The utility model also provides a method for purifying m-dichlorobenzene in mixed dichlorobenzene, which comprises the following steps: the system for purifying m-dichlorobenzene in the mixed dichlorobenzene is adopted, the mixed dichlorobenzene is fed from a feed inlet of a meta-position tower A, and the purified m-dichlorobenzene is produced from a meta-position extraction outlet; the mixed dichlorobenzenes comprise m-dichlorobenzene, p-dichlorobenzene and o-dichlorobenzene, the pressure drop of the meta-column A is not more than 30mbar, and the pressure drop of the meta-column B is not more than 30mbar.
In the present utility model, the mass percentage of the m-dichlorobenzene in the mixed dichlorobenzene is preferably not less than 45%, more preferably 48%.
In the present utility model, the mass percentage of the paradichlorobenzene in the mixed dichlorobenzene is preferably not more than 25%, for example, 24%.
In the present utility model, the mass percent of the o-dichlorobenzene in the mixed dichlorobenzene may be conventional in the art, preferably not higher than 25%, for example 20%.

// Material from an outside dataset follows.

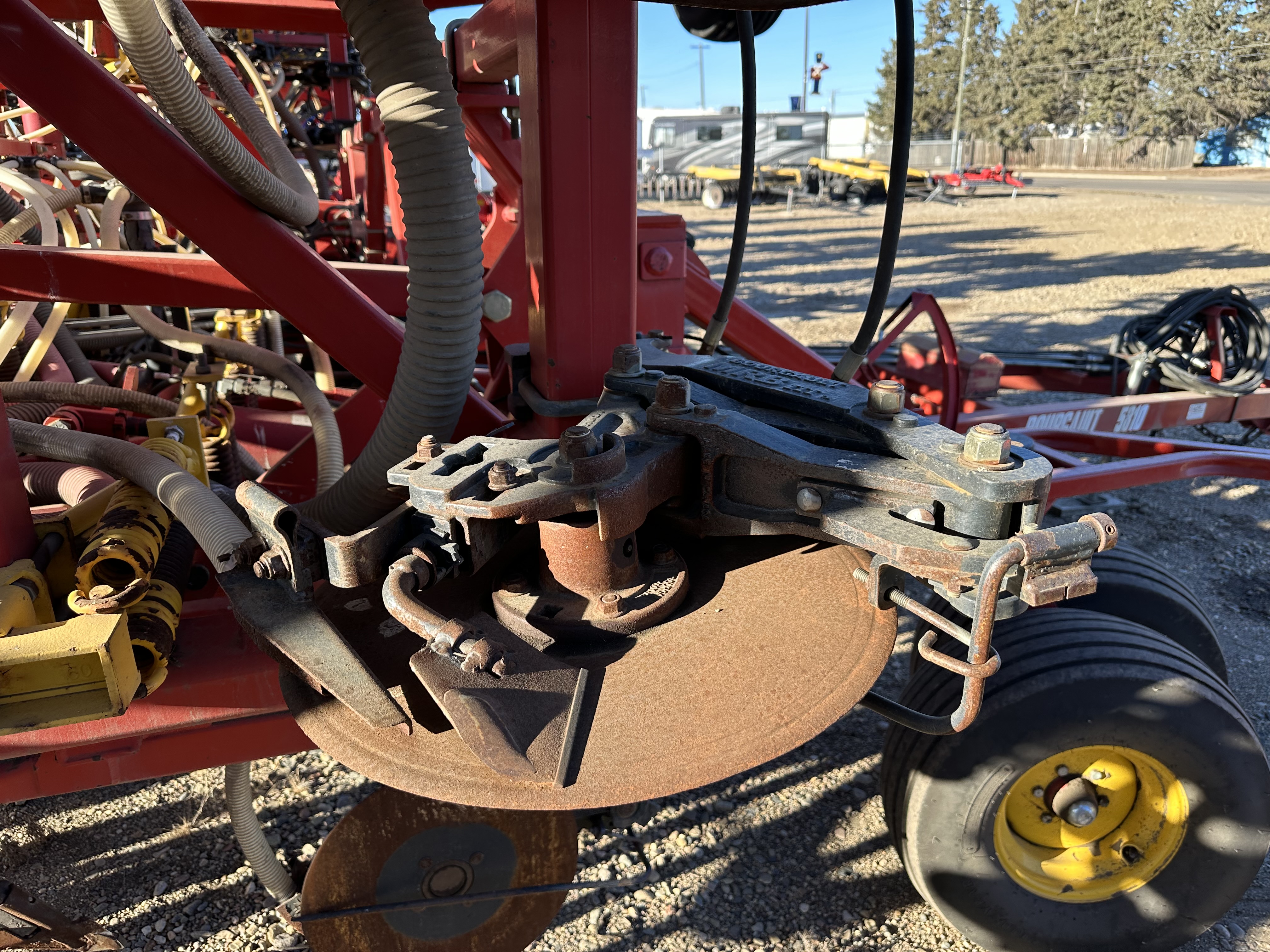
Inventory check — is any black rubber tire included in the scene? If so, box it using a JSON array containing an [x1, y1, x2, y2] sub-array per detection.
[[911, 542, 1229, 680], [1063, 543, 1229, 680], [881, 608, 1270, 952]]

In the present utility model, the feeding temperature of the meta-column A is preferably 139.9℃to 145℃and more preferably 139.9 ℃.
In the present utility model, the overhead reflux temperature of meta-column a may be conventional in the art, preferably 50 ℃.
In the present utility model, the reflux at the top of the meta-column A is preferably 10 to 20, more preferably 13 to 17, still more preferably 15.
In the present utility model, the feeding temperature of the meta-column B is preferably 136℃to 145℃and more preferably 142.3 ℃.
In the present utility model, the overhead reflux temperature of the meta-column B may be conventional in the art, preferably 50 ℃.
In the present utility model, the reflux at the top of the meta-column B is preferably 15 to 25, more preferably 20.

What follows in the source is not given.